Minggu, 27 Maret 2011

ANALISIS PENOKOHAN DALAM NOVEL TIGA ORANG PEREMPUAN KARYA MARIA A. SARDJONO

1.1              Latar Belakang Masalah
Indonesia saat ini memasuki era globalisasi yang ditandai dengan arus informasi dan teknologi yang canggih yang menuntut masyarakat untuk lebih berperan aktif dalam pembangunan. Tidak hanya kaum laki-laki saja yang berperan aktif, perempuan dituntut untuk beperan aktif juga dalam mengisi pembangunan. Mereka harus lebih mempunyai suatu sikap yang mandiri, disamping kebebasan untuk mengembangkan dirinya sebagai manusia sesuai dengan bakat yang dimilikinya. Perempuan banyak yang memiliki peran ganda selain sebagai ibu rumah tangga, mereka juga berperan sebagai wanita yang bekerja atau lebih dikenal dengan sebutan wanita karier. Oleh karena itu wanita belum bisa berperan secara utuh di masyarakat. Di satu sisi perempuan ingin berperan secara penuh baik di lingkungan keluarga maupun masyarakat, namun di sisi lain perempuan tidak boleh melupakan kodratnya sebagai seorang wanita.

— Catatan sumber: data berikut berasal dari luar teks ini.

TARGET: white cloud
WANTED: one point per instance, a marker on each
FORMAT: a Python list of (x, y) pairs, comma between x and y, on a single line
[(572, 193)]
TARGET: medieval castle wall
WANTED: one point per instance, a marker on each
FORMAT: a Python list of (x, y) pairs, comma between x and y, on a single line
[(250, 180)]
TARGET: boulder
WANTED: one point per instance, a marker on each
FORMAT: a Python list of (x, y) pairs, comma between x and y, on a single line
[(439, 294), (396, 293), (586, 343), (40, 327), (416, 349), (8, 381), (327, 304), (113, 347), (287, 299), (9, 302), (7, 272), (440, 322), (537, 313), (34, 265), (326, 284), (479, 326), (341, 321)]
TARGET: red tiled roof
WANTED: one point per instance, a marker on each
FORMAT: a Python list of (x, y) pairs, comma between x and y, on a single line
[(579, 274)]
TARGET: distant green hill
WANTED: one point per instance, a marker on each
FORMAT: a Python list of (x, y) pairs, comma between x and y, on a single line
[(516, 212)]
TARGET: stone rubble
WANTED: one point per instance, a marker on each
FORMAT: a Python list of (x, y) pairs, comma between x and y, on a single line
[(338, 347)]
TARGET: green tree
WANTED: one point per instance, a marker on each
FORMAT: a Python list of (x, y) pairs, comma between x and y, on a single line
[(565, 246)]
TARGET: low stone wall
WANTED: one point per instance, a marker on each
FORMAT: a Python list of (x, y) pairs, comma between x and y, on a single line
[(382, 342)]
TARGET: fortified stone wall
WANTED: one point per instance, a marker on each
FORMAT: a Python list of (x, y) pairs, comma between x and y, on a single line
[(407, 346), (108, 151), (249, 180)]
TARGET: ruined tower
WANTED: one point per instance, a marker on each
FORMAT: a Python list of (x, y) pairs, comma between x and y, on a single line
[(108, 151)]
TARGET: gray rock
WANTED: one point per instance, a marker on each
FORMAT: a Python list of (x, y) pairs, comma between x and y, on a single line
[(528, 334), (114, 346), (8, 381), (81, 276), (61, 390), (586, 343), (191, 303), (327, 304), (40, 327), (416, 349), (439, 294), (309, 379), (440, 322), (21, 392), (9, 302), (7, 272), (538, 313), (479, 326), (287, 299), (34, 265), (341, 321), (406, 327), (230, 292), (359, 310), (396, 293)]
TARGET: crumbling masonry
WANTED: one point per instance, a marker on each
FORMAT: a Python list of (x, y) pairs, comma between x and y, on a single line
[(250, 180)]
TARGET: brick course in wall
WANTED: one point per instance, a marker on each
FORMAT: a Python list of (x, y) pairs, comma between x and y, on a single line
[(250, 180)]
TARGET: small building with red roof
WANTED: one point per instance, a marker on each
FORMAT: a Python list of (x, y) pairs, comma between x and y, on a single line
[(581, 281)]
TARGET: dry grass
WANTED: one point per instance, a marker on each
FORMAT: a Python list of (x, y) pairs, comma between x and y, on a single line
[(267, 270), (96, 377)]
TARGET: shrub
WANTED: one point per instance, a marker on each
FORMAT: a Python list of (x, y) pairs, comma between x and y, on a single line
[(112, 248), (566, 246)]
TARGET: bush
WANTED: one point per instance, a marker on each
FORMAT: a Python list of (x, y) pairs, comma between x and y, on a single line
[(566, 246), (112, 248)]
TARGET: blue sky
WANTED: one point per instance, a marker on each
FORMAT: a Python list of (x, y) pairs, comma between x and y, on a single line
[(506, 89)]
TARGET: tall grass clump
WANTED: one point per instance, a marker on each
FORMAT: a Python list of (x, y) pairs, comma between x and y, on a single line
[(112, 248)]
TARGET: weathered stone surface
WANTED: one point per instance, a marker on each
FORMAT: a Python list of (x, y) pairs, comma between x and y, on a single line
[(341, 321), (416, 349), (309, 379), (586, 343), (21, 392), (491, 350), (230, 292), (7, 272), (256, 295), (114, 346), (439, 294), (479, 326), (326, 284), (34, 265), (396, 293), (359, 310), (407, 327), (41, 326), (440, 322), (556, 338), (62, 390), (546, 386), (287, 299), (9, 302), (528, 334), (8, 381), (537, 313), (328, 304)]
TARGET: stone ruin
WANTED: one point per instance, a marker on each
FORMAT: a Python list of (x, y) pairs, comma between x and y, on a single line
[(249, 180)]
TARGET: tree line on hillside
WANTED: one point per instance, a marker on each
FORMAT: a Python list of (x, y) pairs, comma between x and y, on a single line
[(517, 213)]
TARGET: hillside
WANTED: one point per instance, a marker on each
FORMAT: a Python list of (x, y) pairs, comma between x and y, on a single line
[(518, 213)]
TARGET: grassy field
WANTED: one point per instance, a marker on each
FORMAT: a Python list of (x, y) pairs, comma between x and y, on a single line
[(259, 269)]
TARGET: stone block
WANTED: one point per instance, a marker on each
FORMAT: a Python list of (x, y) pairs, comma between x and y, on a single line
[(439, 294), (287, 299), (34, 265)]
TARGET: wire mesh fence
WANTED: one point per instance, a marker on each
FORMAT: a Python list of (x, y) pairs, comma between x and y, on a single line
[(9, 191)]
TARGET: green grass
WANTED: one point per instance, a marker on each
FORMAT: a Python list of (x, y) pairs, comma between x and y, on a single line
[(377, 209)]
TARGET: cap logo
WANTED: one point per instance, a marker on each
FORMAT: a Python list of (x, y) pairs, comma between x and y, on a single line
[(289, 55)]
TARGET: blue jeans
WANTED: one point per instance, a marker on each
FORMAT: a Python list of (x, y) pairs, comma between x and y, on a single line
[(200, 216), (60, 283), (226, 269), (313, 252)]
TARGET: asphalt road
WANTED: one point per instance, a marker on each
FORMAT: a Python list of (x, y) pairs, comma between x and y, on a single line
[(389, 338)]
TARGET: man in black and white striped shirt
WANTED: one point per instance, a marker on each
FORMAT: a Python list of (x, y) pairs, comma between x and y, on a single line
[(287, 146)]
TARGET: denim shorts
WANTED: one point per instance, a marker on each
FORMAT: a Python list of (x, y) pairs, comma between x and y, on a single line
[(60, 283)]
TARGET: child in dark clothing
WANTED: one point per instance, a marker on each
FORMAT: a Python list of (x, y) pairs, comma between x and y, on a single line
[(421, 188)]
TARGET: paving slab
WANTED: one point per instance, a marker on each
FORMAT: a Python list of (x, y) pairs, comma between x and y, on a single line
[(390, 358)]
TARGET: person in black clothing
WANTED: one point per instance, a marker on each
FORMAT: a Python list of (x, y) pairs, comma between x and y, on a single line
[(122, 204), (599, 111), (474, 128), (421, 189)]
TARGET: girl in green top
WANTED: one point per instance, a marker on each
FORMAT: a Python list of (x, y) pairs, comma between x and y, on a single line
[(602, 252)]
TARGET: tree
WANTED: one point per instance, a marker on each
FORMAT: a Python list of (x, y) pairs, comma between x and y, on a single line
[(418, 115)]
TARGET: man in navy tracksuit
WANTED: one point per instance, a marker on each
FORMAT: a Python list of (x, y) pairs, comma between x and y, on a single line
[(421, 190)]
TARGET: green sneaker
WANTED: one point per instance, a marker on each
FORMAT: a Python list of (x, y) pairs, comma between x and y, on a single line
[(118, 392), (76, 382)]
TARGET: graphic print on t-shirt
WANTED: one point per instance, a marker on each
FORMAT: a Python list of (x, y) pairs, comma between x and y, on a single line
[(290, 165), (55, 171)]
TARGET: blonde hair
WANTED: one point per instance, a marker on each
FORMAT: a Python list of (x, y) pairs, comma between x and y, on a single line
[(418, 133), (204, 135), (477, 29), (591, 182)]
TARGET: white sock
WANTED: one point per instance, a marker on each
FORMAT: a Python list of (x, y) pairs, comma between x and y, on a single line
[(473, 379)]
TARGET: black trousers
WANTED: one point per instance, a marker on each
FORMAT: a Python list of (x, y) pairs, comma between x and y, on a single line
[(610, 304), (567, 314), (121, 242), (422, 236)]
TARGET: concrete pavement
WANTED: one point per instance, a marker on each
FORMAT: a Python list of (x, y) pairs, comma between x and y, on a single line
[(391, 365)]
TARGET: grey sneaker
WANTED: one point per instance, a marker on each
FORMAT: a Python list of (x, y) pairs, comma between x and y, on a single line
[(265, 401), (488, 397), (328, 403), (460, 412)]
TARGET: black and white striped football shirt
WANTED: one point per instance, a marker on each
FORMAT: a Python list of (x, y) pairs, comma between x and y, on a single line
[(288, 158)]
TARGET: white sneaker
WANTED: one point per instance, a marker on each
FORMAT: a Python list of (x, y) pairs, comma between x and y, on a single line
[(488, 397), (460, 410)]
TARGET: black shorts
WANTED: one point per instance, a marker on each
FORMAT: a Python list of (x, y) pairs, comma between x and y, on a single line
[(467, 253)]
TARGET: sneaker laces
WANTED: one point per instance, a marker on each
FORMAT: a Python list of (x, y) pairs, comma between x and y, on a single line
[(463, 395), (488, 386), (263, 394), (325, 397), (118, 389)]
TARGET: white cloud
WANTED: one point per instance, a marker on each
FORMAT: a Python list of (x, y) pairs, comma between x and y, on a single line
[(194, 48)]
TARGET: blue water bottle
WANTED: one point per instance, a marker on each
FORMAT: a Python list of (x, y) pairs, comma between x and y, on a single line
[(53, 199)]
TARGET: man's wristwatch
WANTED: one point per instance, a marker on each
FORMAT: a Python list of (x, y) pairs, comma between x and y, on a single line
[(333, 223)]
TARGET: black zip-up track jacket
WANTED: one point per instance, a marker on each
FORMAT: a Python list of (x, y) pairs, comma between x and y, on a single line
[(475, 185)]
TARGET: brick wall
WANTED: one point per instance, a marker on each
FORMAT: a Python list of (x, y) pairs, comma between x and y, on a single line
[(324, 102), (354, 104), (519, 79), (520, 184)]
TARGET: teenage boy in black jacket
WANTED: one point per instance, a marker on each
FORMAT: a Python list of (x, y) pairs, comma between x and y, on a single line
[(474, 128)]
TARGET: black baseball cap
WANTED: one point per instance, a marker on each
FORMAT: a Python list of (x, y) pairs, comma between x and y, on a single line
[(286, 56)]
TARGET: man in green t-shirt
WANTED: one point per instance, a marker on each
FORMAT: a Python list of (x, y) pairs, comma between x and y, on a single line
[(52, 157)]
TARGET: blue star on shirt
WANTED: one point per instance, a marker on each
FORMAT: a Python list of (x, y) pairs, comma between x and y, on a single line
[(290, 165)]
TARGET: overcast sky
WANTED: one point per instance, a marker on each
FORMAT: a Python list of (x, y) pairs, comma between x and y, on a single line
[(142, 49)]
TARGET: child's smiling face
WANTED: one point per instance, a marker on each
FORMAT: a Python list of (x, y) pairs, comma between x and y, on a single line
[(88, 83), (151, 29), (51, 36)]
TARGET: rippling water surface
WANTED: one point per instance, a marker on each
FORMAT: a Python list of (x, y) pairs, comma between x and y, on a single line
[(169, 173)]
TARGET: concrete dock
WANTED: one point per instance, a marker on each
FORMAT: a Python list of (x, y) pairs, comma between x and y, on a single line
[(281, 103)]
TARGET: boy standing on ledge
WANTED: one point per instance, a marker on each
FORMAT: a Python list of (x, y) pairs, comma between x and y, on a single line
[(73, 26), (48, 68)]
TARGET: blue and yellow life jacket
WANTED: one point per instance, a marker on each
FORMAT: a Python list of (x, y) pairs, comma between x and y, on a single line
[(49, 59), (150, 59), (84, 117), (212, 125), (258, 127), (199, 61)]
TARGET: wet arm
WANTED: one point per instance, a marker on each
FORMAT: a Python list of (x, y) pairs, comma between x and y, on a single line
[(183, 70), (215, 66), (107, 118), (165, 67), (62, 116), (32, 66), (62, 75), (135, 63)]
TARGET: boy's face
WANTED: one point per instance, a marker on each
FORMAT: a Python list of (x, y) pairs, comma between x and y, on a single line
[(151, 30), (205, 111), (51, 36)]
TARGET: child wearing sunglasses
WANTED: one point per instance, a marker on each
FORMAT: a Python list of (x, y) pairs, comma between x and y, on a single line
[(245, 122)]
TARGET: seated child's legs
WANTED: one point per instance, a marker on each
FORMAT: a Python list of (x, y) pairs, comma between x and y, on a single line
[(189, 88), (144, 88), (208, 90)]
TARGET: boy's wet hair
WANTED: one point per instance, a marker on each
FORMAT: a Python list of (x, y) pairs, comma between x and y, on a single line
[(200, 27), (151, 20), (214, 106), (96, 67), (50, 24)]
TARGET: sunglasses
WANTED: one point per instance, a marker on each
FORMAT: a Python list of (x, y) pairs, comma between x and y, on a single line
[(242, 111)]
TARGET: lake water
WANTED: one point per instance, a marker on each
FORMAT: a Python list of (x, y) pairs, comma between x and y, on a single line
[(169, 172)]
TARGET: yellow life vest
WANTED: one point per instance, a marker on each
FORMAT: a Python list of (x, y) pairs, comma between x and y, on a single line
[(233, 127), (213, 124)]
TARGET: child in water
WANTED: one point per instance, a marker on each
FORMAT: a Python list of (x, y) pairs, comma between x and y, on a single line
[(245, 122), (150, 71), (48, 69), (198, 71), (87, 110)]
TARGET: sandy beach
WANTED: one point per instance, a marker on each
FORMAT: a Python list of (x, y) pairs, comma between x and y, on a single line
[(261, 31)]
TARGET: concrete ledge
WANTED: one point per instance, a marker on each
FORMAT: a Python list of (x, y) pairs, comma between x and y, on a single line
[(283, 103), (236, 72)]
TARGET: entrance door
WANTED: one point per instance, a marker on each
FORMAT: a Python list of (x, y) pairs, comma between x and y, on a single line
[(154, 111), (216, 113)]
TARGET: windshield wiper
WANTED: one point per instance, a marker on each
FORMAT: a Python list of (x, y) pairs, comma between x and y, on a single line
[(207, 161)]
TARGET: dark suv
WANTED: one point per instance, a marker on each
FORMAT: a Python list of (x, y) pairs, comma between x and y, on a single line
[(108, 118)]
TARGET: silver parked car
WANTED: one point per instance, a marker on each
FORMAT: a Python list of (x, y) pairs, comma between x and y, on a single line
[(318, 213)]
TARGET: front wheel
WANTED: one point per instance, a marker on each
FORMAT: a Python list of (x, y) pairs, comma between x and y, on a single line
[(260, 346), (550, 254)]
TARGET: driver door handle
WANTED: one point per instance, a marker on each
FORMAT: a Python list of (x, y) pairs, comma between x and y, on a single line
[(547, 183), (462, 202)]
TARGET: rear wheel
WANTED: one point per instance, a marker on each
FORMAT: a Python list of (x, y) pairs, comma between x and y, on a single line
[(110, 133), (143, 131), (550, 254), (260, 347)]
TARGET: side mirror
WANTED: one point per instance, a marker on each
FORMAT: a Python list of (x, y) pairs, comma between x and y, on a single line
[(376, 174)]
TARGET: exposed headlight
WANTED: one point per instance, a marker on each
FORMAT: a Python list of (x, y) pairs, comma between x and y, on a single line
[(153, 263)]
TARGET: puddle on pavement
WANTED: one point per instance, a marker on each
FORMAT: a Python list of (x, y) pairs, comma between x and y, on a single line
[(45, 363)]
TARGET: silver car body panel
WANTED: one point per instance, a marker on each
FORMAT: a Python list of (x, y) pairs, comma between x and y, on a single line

Novel merupakan karya fiksi yang menyuguhkan peristiwa dengan berbagai permasalahan yang dialami oleh tokoh-tokohnya. Peristiwa tersebut merupakan perwujudan masalah yang ada di masyarakat baik pengalaman pribadi pengarang maupun orang lain. Demikian juga dengan novel Tiga Orang Perempuan karya Maria A. Sardjono yang menyuguhkan tokoh utama wanita di dalamnya yaitu tokoh Nenek, Ibu, dan Gading. Ketiga tokoh utama wanita dalam novel tersebut berasal dari tiga generasi yang berbeda. Mereka memiliki pandangan yang berbeda tentang emansipasi. Pandangan yang berbeda tersebut mempengaruhi sikap dan tindakan ketiga tokoh dalam memperjuangan hak-haknya sebagai seorang wanita yang ingin sejajar dengan kaum laki-  laki. Perjuangan tokoh utama dilakukan di bidang politik, hukum, ekonomi, pendidikan, dan di lingkungan keluarga.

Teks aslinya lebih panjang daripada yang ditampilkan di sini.